La propagation du hantavirus à bord du paquebot MV Hondius, désormais évacué, semble être sous contrôle. Toutefois, cela n’implique pas que la crise soit totalement résolue. Tedros Adhanom Ghebreyesus, directeur général de l’Organisation mondiale de la santé (OMS), a souligné lors d’une conférence de presse à Madrid, le 12 mai, que la longue période d’incubation du virus pourrait entraîner l’apparition de nouveaux cas dans les semaines à venir.
EN BREF
- Le hantavirus détecté sur le MV Hondius est maîtrisé, mais des cas futurs sont possibles.
- Les CDC américains ont tardé à réagir face à la crise sanitaire.
- Les décisions sanitaires dépendent de chaque pays, mais les États-Unis ont choisi de ne pas appliquer les recommandations maximales.
La quarantaine recommandée par l’OMS pour les passagers et l’équipage est de 42 jours. Cependant, la mise en œuvre de ce protocole sanitaire appartient aux pays concernés. Dans ce contexte, les États-Unis ont pris une décision controversée en optant pour des mesures moins strictes. Cela a suscité des inquiétudes quant à la gestion de cette situation par les autorités sanitaires américaines.
Les Centres pour le contrôle et la prévention des maladies (CDC), l’agence principale chargée de la santé publique aux États-Unis, ont fait l’objet de critiques pour leur manque de réactivité. Anne Sénéquier, épidémiologiste et codirectrice de l’Observatoire de la santé mondiale de l’IRIS, a déclaré au HuffPost : « C’est vrai que le CDC avait cette réputation de donner un petit peu le “la” dans la gestion épidémiologique et biologique.
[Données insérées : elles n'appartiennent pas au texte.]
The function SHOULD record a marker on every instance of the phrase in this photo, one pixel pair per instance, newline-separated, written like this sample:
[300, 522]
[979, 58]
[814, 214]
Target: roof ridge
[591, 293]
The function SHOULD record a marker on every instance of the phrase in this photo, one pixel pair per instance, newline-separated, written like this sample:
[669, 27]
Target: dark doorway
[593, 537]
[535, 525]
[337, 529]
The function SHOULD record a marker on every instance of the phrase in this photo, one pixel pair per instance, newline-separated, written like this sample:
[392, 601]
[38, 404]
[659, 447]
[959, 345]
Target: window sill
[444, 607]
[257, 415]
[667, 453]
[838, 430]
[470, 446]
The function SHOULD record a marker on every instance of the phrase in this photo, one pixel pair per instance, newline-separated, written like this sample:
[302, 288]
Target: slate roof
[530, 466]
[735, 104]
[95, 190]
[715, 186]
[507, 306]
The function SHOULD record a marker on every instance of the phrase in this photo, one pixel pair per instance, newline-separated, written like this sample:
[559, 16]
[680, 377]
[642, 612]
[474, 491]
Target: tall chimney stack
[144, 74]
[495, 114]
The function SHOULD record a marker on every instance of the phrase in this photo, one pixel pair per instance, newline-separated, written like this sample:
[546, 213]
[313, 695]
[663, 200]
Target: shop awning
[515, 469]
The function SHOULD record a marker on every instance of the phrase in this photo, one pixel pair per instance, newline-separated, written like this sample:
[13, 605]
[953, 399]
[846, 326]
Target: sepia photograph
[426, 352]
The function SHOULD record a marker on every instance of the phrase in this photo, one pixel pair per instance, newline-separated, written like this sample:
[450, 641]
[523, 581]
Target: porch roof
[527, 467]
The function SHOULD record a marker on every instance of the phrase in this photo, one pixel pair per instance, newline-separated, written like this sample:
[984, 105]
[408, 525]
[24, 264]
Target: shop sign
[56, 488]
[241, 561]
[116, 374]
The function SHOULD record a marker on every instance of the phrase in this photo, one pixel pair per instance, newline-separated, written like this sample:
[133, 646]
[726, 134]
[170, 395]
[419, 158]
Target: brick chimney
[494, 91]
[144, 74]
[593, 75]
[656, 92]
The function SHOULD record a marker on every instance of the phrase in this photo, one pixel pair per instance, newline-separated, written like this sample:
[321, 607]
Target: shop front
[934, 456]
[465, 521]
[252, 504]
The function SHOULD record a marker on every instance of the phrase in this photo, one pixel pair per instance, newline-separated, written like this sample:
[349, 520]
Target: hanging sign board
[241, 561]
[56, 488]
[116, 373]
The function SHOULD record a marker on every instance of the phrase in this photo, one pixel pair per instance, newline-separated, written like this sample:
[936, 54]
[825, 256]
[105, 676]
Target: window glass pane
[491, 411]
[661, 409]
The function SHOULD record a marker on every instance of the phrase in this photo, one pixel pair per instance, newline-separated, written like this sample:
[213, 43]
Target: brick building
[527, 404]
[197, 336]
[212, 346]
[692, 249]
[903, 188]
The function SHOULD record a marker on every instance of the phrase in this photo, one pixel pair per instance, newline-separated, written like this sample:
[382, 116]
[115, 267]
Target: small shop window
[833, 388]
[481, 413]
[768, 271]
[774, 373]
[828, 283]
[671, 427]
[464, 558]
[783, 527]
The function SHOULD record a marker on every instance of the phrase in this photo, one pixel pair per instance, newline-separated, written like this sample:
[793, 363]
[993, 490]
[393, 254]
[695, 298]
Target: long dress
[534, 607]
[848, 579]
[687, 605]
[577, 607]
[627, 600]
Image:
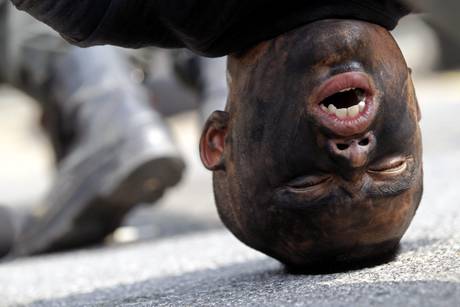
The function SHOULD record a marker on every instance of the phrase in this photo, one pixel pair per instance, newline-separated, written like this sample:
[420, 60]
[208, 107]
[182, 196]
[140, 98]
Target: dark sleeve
[208, 27]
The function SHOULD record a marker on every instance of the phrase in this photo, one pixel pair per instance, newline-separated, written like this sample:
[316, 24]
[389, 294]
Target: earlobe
[212, 142]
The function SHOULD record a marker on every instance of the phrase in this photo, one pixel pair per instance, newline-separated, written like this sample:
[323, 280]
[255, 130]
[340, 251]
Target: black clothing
[208, 27]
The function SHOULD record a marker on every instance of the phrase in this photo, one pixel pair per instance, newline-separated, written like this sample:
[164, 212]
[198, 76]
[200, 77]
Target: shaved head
[317, 158]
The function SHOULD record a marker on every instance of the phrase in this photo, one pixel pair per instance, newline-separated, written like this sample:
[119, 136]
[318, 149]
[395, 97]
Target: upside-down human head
[317, 157]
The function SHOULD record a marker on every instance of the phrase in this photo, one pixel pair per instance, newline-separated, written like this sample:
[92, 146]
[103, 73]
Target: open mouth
[345, 103]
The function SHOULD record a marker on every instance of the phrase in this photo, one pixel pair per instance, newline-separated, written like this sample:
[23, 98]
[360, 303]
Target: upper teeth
[341, 113]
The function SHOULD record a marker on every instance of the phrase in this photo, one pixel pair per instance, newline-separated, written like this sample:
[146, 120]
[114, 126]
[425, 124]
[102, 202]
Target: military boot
[113, 150]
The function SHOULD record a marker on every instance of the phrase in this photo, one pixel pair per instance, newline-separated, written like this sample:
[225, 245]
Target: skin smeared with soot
[317, 158]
Et c’est vrai que là, on l’a vu arriver assez en retard par rapport au début de cette crise ». Cette affirmation met en lumière la perception d’un décalage entre la gravité de la situation et l’action des autorités sanitaires.
Dans une vidéo accompagnant cet article, le HuffPost examine de plus près la gestion de cette crise par les États-Unis, ainsi que les raisons qui ont conduit à un dysfonctionnement chez les CDC face à cette menace sanitaire. Ces éléments soulèvent des questions cruciales sur l’efficacité des réseaux de santé publique en période d’urgence.
Alors que la situation semble sous contrôle, l’incertitude demeure. La vigilance est de mise, et il est impératif de suivre l’évolution des cas dans les jours et semaines à venir. Les décisions prises par les États-Unis pourraient avoir des répercussions sur la gestion de la santé publique, non seulement sur leur territoire, mais aussi à l’international.